Edited by Qwest - 17 years ago
Qwest thumbnail
Posted: 17 years ago


 
  TANBUR
 
 
 
  The tanbur is the ancestor to most long-necked, plucked stringed instruments. Its pear shaped belly is normally carved out of one piece of mullberry wood with a long neck and fourteen gut frets. Some modern tanburs are made of bent ribs of mulberry wood. The sound board, 3-4 millimeters thick, is also made of mulberry wood which has numerous small holes for better resonance.  The tanbur has a unique playing technique by which the strings are strummed with the fingers of the right hand to produce a very full and even tremolo called shorr (literally meaning the pouring of water). This technique along with various kinds of plucking, usually with the index and pinky fingers, enables the musicians to produce different effects and various rhythmic accentuations which imitate the natural sounds of their environment such as a running stream, a water fall, a bird chirping or a horses' gallop, all translated into musical rhythms and sounds.  The ancient tanbur used to have two silk or in some instances gut strings tuned in 4th or 5th, similar to the dotar (meaning two stringed), its close relative widely used in Eastern Iran.
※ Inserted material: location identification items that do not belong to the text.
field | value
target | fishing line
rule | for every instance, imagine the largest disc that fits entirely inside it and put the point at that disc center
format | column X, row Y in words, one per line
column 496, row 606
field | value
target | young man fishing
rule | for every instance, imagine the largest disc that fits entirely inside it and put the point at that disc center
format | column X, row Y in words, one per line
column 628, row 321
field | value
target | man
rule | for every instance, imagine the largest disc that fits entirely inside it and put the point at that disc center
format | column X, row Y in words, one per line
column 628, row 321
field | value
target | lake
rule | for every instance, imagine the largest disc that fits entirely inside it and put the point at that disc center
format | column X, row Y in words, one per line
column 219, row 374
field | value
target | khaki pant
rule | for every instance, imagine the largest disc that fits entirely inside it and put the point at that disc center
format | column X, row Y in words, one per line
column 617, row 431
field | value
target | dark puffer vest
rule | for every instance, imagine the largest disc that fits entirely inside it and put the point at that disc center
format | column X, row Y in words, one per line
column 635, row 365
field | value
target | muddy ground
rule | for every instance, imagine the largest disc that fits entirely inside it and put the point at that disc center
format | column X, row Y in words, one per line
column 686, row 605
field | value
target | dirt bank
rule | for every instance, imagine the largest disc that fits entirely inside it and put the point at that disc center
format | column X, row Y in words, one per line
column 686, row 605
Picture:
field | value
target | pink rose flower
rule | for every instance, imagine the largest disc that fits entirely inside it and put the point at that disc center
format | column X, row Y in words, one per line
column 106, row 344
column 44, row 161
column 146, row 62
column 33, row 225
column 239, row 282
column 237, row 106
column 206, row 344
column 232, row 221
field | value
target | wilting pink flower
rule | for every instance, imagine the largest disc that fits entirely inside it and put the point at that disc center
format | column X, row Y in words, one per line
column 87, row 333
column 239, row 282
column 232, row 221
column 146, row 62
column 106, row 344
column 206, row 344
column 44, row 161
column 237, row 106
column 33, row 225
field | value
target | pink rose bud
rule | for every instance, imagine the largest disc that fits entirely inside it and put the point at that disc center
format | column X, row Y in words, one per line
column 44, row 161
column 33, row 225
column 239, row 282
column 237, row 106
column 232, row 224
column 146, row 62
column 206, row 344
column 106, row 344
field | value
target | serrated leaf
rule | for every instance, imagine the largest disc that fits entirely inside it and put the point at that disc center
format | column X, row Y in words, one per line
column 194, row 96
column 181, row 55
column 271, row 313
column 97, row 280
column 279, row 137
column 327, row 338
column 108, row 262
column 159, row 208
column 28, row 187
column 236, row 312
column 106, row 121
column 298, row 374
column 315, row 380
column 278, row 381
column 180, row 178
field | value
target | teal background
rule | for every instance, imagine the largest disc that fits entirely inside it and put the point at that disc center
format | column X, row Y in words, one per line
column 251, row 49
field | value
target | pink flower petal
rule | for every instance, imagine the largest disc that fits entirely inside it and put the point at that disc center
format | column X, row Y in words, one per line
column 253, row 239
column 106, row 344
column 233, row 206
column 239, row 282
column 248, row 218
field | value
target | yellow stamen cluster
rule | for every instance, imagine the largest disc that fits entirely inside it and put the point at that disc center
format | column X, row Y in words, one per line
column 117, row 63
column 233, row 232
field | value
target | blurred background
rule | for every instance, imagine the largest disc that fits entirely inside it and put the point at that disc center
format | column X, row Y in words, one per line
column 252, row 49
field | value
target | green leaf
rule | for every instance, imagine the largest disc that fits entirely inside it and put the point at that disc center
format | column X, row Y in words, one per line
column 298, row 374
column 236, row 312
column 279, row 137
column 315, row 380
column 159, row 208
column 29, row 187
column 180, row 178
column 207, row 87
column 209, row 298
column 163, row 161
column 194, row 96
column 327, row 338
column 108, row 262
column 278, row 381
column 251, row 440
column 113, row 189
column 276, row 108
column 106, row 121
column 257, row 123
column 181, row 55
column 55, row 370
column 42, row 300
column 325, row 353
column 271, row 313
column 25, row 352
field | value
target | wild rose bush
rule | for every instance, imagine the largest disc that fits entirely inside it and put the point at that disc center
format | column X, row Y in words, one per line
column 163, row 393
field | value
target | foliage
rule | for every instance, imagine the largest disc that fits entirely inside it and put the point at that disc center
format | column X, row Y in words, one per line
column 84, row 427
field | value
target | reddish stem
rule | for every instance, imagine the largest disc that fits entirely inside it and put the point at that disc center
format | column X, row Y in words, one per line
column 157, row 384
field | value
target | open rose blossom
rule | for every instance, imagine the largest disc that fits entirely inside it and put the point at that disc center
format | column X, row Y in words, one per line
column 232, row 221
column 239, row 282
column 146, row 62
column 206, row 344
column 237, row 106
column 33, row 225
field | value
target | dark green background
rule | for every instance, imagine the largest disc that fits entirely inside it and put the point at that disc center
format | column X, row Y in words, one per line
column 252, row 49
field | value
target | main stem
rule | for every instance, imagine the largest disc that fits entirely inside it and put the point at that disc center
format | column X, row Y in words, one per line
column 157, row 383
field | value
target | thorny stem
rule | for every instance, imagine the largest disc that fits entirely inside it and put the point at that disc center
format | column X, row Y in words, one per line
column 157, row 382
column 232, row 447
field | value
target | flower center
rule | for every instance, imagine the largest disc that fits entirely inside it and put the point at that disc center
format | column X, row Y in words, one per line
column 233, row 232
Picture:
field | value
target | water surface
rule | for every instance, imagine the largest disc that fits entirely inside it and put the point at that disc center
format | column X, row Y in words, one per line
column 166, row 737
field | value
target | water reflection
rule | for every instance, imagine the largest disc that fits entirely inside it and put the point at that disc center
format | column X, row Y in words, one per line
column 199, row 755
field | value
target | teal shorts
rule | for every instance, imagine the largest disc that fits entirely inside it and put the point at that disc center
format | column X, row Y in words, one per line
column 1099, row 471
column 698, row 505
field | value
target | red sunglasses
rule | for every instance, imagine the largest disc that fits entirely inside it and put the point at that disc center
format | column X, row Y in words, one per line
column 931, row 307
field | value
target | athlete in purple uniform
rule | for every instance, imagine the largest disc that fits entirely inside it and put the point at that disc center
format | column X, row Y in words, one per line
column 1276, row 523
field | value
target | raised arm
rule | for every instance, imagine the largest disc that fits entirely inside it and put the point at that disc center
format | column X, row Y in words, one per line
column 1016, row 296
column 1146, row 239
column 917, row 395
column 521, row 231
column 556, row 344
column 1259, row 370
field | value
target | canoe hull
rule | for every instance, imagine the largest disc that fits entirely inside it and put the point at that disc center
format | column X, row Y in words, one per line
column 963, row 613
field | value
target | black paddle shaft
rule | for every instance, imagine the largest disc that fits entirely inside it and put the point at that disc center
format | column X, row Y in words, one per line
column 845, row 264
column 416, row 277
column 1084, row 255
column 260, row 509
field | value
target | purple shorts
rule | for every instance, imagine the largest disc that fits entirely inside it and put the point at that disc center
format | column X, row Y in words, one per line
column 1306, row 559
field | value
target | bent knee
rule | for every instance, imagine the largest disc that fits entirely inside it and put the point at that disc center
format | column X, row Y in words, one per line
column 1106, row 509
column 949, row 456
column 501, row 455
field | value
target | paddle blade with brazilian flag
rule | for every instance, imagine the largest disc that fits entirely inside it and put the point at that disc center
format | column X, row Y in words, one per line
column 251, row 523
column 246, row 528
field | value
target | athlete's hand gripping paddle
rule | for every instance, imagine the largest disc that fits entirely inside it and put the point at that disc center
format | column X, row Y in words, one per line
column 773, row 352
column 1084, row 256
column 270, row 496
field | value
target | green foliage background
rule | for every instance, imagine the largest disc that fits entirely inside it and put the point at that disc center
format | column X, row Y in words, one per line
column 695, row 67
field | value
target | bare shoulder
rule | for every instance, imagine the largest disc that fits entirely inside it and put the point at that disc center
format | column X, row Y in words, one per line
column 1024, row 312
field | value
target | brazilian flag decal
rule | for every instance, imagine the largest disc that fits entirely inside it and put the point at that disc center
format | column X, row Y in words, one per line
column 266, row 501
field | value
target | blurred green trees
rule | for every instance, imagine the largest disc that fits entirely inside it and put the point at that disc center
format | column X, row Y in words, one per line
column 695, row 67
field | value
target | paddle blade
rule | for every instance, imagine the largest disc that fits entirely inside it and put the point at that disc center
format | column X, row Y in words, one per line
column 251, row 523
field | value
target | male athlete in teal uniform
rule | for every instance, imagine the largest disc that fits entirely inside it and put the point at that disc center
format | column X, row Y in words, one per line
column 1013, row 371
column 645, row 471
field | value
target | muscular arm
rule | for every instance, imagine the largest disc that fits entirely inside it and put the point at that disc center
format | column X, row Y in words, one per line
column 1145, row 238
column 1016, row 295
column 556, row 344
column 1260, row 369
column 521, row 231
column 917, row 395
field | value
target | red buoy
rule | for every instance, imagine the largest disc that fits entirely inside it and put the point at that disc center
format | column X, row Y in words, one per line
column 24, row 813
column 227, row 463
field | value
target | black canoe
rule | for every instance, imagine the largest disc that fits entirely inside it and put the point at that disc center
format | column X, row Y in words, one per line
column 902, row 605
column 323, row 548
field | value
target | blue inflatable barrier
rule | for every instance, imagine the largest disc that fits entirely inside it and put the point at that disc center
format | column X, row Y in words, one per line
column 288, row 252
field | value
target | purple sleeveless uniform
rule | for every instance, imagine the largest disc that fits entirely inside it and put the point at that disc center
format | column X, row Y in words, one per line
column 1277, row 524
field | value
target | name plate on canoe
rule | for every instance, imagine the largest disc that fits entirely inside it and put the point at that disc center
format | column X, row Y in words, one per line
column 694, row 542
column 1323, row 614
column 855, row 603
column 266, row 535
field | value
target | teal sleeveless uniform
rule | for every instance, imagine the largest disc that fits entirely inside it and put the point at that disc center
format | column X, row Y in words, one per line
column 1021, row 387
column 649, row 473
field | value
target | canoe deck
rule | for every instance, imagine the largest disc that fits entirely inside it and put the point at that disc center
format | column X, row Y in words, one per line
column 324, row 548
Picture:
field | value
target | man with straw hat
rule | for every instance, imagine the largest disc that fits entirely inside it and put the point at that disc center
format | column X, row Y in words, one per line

It has also been regarded as the tanbur of Khorasan in literary texts. Although these two instruments share a similar history and are basically the same, they have developed their own repertoires, playing techniques and functions. According to the master instrument maker Ustad Mehdi Kamalian the name tanbur is taken from the word tandur or tanur, meaning clay oven, as early instrument makers dried tree trunks chosen to carve the belly in tanours for several hours in order to perfect the sound. Gradually the instrument took on the name tanbur.  The present tanbur has three strings and covers the range of one octave and two notes. The lower pair of strings, made of steel, are tuned in unison normally anywhere from a (flat) to b and are fingered together functioning as the melody strings. The top string made of copper or brass, slightly thicker, tuned in lower fourth or fifth, functions as a sympathetic string with occasional fingering by the thumb.  The tanbur has always been considered a sacred instrument associated with the Kurdish Sufi music of Western Iran and it is believed that its repertoire is based on ancient Persian music. Up until the last fifty years this instrument was used only during djamm gatherings (devotional or liturgic ceremonies) of the Ahle-Haqq (the people of truth), followers of a particular Sufi order.